LA PLATA, Md. -- Rwanda was only 10 years removed from a national genocide that nearly destroyed the country when Gunnery Sergeant Vincent Juarez, of Accokeek, was assigned to open the Marine Corps detachment at the American Embassy in Kigali in 2005. Juarez, who had served at embassies in Hong Kong and Seoul, said that because of the poverty he saw, his work in Rwanda was especially heartbreaking. It wasn't all bad though. During his time in Rwanda Juarez would find the love of his life and the motivation to pursue a career in teaching.
"I got to travel the world and see a lot of kids out there, and I wanted to see for myself if I could make a difference for the kids in this country.
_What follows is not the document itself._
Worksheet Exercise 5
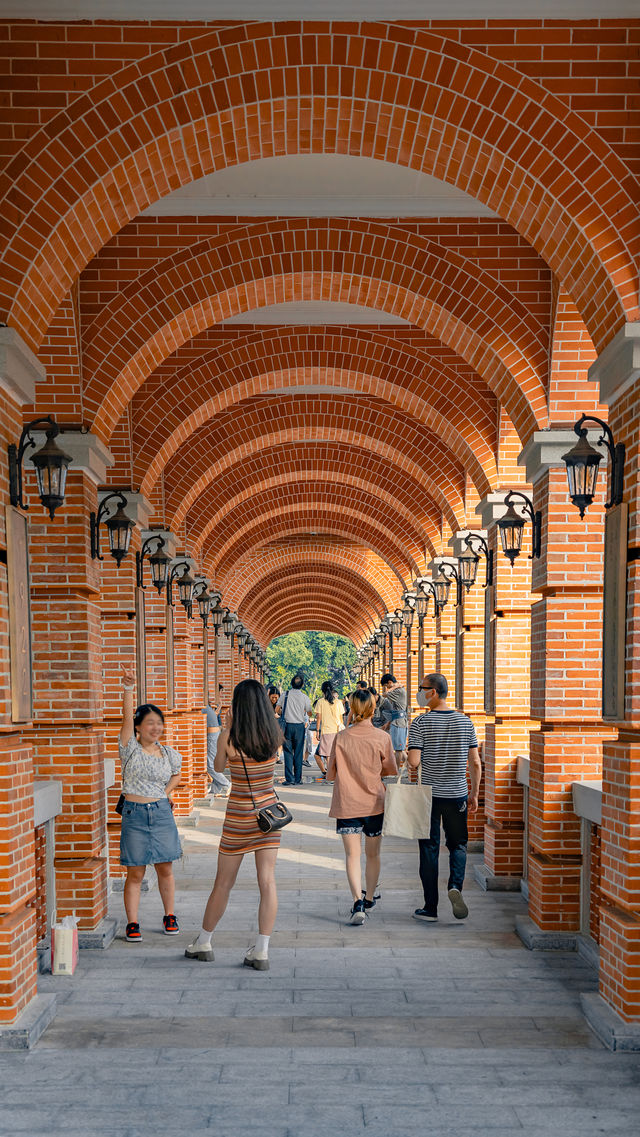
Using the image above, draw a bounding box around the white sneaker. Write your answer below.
[242,944,269,971]
[184,936,215,963]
What better way to do that than to be a teacher, to be a mentor, to be a model," Juarez said. He also drew on his experiences teaching adults in the Marine Corps. "I saw the 'ah-ha' moments when the light went off, when something that I was trying to teach actually made sense to them. They grasped it and it meant a lot to me. I wanted to see how that effect would be with kids."
When Juarez retired from the Marine Corps after 21 years in 2009, he enrolled in the College of Southern Maryland's elementary education program. Now a sophomore, Juarez has had classroom opportunities that have solidified his decision to teach. Juarez is interested in teaching first through fifth grades, he said, because he likes the years between pre-school runny noses and middle school sassiness. A father of two, Juarez hopes to earn his bachelor's degree in teaching and begin his teaching career while his 5-year-old is still in elementary school. "I would love to teach in his school, and even better to teach his class," said Juarez.
Through a partnership between CSM and Towson with the 2+2 transfer program, students can spend their first two years at CSM with the remaining two years, including summers, at Towson's extension center at the Waldorf Higher Education Center.
"What students like about this program is the ability to student-teach close to home," said CSM Education Professor Beth Settle. "Many students have the ultimate goal of teaching in one of the Southern Maryland counties. This program gives them an opportunity to meet and network with teachers in Calvert, Charles and St. Mary's counties," Settle said.
The ability to continue taking classes close to home appeals to Juarez, whose wife's job at the State Department often takes her far from home. Juarez often doesn't begin his classwork until his boys are in bed for the night, meaning that he spends many hours studying while most people are asleep.
You won't hear any complaints from Juarez, though.
"It should be a requirement that people here in this country see and visit other countries that are not so privileged. When you see people, first-hand, that are truly going through difficult times you have a much deeper appreciation of what you've got," he said.
This is the perspective he wants to bring to students in Southern Maryland.